Here, considering global and regional temperature and precipitation disparities, we ask to what extent a proponent of the temperature targets would apply SRM in conjunction with mitigation. Employing the integrated assessment model MIND, we firstly conduct a deterministic cost-effectiveness analysis (CEA) when both temperature and precipitation targets are activated. Then, we apply cost-risk analysis (CRA), which is a decision analytic framework that makes a trade-off between the expected welfare-loss from climate policy costs and the climate risks from transgressing a climate target, with probabilistic information on CS. We adopt three different scenarios: temperature-risk-only, precipitation-risk-only, and both-risks scenarios. Using CEA, our simulations find no feasible solution to comply with 1.5° C-temperature target by only mitigation in both global and regional settings, which emphasizes the significant role of SRM in reaching this target. Our simulations highlight that by altering the temperature target from 2° C to 1.5° C under CEA, SRM usage either does not change in the regional analysis or decreases in the global analysis, that is, the need for more mitigation. Applying CRA, our findings show infeasibility when the conventional calibration process is used.

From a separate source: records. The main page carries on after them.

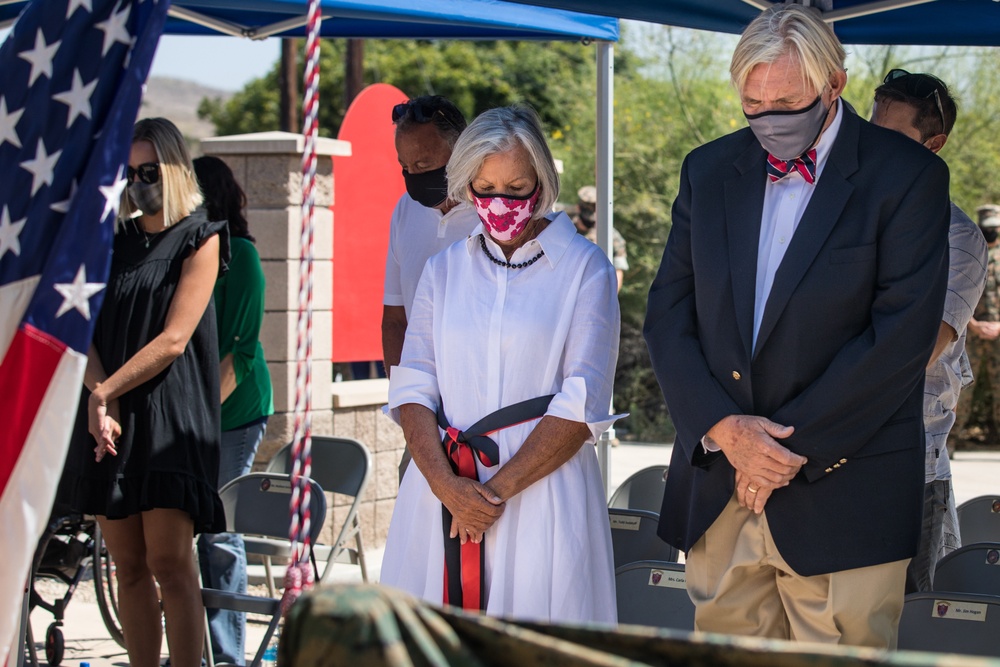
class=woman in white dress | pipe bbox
[382,107,620,624]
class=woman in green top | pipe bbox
[194,157,274,665]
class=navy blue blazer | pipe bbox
[644,107,950,576]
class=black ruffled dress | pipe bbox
[68,211,229,533]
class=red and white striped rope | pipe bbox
[282,0,322,612]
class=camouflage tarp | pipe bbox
[278,585,1000,667]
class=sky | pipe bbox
[145,35,281,91]
[0,30,281,91]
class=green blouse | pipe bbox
[215,238,274,431]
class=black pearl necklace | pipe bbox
[479,234,545,269]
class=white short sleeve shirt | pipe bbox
[382,193,481,320]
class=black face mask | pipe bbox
[403,167,448,208]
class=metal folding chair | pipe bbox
[201,472,326,667]
[608,508,677,569]
[899,591,1000,657]
[615,560,694,632]
[932,542,1000,596]
[608,466,667,514]
[958,496,1000,544]
[252,435,372,596]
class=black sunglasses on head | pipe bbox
[392,101,459,128]
[125,162,160,185]
[882,69,947,134]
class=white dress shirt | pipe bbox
[701,99,844,452]
[753,99,844,348]
[382,192,480,320]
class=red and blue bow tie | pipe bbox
[767,148,816,185]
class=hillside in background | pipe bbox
[139,77,232,152]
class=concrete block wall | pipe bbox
[314,380,405,549]
[201,132,404,548]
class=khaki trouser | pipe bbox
[686,496,909,649]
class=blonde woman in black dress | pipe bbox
[74,118,229,667]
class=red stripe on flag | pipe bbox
[0,324,66,492]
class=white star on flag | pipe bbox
[49,180,76,213]
[0,97,24,148]
[66,0,94,19]
[55,264,104,320]
[21,139,62,197]
[52,70,97,129]
[0,206,28,259]
[97,5,132,56]
[97,167,128,222]
[17,28,59,87]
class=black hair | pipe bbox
[875,70,958,141]
[194,155,257,243]
[393,95,467,146]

As a solution, we circumvent the calibration process by distinguishing between the concept of risk in calibration phase and decision making phase. Our results indicate that in the temperature-risk-only scenario, SRM can reduce all regional temperature risks to zero with negligible cost. However, it matters how regions are weighted in the regional precipitation-risk-only and both-risks scenarios. To sum, in our study, we show the complexities of decision making on the optimal climate policies when regions have different weights and the target changes. This has been mostly ignored in the welfare-based economic studies so far.